Chandra White-Cummings, Managing Editor
In Part 1 of this story, Ourselves|Black highlighted Jay Barnett and Dr. David Satcher, two African-American men who are significantly impacting mental health in and or the black community. Just as it is important to lift up men influencers in sports, entertainment, and the various professions, it is equally important to raise awareness of men who are helping our community deal with—really deal with—mental and emotional health in bold, unapologetic ways. Seeing Steve Harvey help young adults communicate more effectively and have more loving relationships has reinvigorated people’s desire to experience love in a way that is more fulfilling. We need the same type of influence from men in the area of mental and emotional health. Men who will show black boys and young men that it’s okay to push into their issues and work on changing their thoughts, recognizing and managing their emotions, learning how to spot trouble warning signs, and where and how to get help when needed.
Here are two more noteworthy advocates changing the landscape of mental health for black men and young people.
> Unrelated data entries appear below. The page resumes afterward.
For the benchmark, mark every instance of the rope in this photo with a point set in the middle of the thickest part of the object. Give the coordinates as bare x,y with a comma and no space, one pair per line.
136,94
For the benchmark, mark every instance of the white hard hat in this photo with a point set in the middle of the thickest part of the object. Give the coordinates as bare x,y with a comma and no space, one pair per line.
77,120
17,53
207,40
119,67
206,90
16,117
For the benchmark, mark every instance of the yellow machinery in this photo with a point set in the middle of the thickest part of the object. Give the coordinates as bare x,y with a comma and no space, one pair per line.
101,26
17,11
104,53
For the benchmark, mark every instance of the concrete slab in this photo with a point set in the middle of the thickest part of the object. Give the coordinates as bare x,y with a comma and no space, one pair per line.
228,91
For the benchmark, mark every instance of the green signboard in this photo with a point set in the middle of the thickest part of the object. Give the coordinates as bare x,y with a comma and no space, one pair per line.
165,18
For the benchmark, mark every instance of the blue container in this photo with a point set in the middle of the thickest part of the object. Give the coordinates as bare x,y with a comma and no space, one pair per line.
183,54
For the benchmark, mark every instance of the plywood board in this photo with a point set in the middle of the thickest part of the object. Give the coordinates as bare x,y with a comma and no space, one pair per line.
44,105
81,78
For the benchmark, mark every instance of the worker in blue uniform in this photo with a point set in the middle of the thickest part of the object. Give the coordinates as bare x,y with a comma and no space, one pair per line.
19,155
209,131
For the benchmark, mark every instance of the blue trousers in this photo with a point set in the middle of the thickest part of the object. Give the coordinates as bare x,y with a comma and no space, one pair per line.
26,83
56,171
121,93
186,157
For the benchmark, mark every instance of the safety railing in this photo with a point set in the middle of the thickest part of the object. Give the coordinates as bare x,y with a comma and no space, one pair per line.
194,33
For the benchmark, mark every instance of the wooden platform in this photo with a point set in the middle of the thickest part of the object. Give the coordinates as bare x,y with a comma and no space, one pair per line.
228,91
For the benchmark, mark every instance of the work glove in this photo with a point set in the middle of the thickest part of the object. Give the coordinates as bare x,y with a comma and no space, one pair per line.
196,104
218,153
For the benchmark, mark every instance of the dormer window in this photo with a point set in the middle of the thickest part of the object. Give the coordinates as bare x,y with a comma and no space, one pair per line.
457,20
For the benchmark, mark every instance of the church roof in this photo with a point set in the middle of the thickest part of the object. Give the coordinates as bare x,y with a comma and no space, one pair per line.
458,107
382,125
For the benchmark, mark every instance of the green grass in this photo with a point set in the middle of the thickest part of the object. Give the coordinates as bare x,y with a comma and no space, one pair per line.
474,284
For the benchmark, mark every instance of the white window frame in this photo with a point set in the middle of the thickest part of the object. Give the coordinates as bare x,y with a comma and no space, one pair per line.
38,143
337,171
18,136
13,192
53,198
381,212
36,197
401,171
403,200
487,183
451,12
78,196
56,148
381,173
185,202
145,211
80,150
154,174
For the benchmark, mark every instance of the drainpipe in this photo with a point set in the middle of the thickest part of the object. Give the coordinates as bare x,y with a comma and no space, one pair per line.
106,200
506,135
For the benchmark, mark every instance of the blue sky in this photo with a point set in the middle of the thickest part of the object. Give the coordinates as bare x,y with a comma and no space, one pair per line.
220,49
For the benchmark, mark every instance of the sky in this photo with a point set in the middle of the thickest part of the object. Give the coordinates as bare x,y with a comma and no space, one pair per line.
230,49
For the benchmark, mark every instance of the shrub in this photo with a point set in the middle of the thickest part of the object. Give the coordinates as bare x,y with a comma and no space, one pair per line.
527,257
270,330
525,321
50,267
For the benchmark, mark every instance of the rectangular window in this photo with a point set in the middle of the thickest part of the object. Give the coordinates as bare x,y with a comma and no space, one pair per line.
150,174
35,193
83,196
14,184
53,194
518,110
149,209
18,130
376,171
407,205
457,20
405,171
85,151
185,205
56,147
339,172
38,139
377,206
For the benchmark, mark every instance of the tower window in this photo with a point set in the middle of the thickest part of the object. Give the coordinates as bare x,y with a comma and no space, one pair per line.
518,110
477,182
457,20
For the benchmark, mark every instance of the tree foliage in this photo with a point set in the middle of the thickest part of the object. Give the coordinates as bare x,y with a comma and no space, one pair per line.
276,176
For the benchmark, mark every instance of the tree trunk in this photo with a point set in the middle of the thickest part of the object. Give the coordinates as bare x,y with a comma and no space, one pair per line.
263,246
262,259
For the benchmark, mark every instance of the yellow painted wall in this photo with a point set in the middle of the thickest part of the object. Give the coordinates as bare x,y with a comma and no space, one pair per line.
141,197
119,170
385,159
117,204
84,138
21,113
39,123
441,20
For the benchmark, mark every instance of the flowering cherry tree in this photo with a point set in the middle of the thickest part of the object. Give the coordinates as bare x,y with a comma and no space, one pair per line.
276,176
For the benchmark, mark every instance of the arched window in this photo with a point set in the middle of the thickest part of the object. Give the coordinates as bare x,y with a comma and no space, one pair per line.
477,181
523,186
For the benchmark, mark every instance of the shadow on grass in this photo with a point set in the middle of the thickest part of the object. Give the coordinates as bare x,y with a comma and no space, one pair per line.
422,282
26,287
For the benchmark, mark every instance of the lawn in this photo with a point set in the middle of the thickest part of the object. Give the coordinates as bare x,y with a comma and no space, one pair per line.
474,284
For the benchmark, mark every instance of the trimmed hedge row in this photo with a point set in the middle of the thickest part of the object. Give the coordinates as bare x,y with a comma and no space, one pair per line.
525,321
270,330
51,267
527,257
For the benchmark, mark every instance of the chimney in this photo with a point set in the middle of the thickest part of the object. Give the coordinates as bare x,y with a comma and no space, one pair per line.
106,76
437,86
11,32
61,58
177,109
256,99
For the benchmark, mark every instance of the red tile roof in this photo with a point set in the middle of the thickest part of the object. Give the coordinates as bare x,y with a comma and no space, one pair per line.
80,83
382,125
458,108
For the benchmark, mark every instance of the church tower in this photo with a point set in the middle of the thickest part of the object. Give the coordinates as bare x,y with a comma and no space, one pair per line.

Former NBA Player, Member of the 2010 Los Angeles Lakers Championship Team
Mental Health Advocate
Listen to the thank-you speeches at any awards show, and you’re not going to hear winners thank their psychiatrist, therapist, or other mental health professional. Yet Ron Artest did. During an interview after the Los Angeles Lakers clinched the 2010 NBA championship, he stunned everyone by saying, “I’d like to thank my psychiatrist [she’s actually a licensed psychologist], Dr. Santhi. She really helped me relax.” Sports fans and writers might have agreed that Artest needed to relax; no one could forget the “Malice at the Palace” incident in 2004 when he returned the aggression of a fan by charging into the crowd. But openly admitting to seeing a psychiatrist, well, that’s something altogether different. Especially for a professional athlete. Especially for a black professional athlete. His admission was remarkable also because it demonstrated that mental health should be a natural part of life and is foundational to our well-being and peak performance.
As time has passed, that moment proved to not be a celebratory blip on the radar of Mr. Artest’s life. He has continued to speak about and advocate for mental health, and in ways that leave a true legacy. He talks to school-aged children, sharing the problems he faced growing up and how they affected him. They are encouraged to ask for and get help if they need it. His journey includes many details others would cover up: getting into trouble in school and his neighborhood; seeing his first therapist in high school; jail time precipitated by anger issues and uncontrolled emotions; and showing up on a late night talk show in only his boxer shorts. He leaves nothing out, all to influence young people to live honestly, face their issues, and not be ashamed of their struggles. This is star-power impact.
New York Jets, Wide Receiver
Founder, Project Borderline
Co-Founder, Project 375
Brandon Marshall is a mental health multi-tasker. His multimedia project, The Chatter, features interviews, news features, and written pieces that highlight news items from a mental health perspective. It is via this platform that Marshall interviewed fellow NFL player Arian Foster about his mental health challenges. He created Project Borderline after he was diagnosed with Borderline Personality Disorder in 2011. Project Borderline is a nonprofit organization dedicated to raising awareness of the illness to defeat stigma, advocating for legislation to make the system work better for survivors and families, and increasing access to treatment for those seeking it. He puts it all on the line and his money where his mouth is in promoting mental health awareness. In 2013, the NFL fined him for wearing green shoes to call attention to mental health issues. He’s worn green nail polish to spark conversation. He funds groups that work and advocate in the mental health space. And he is changing lives, as any true champion does.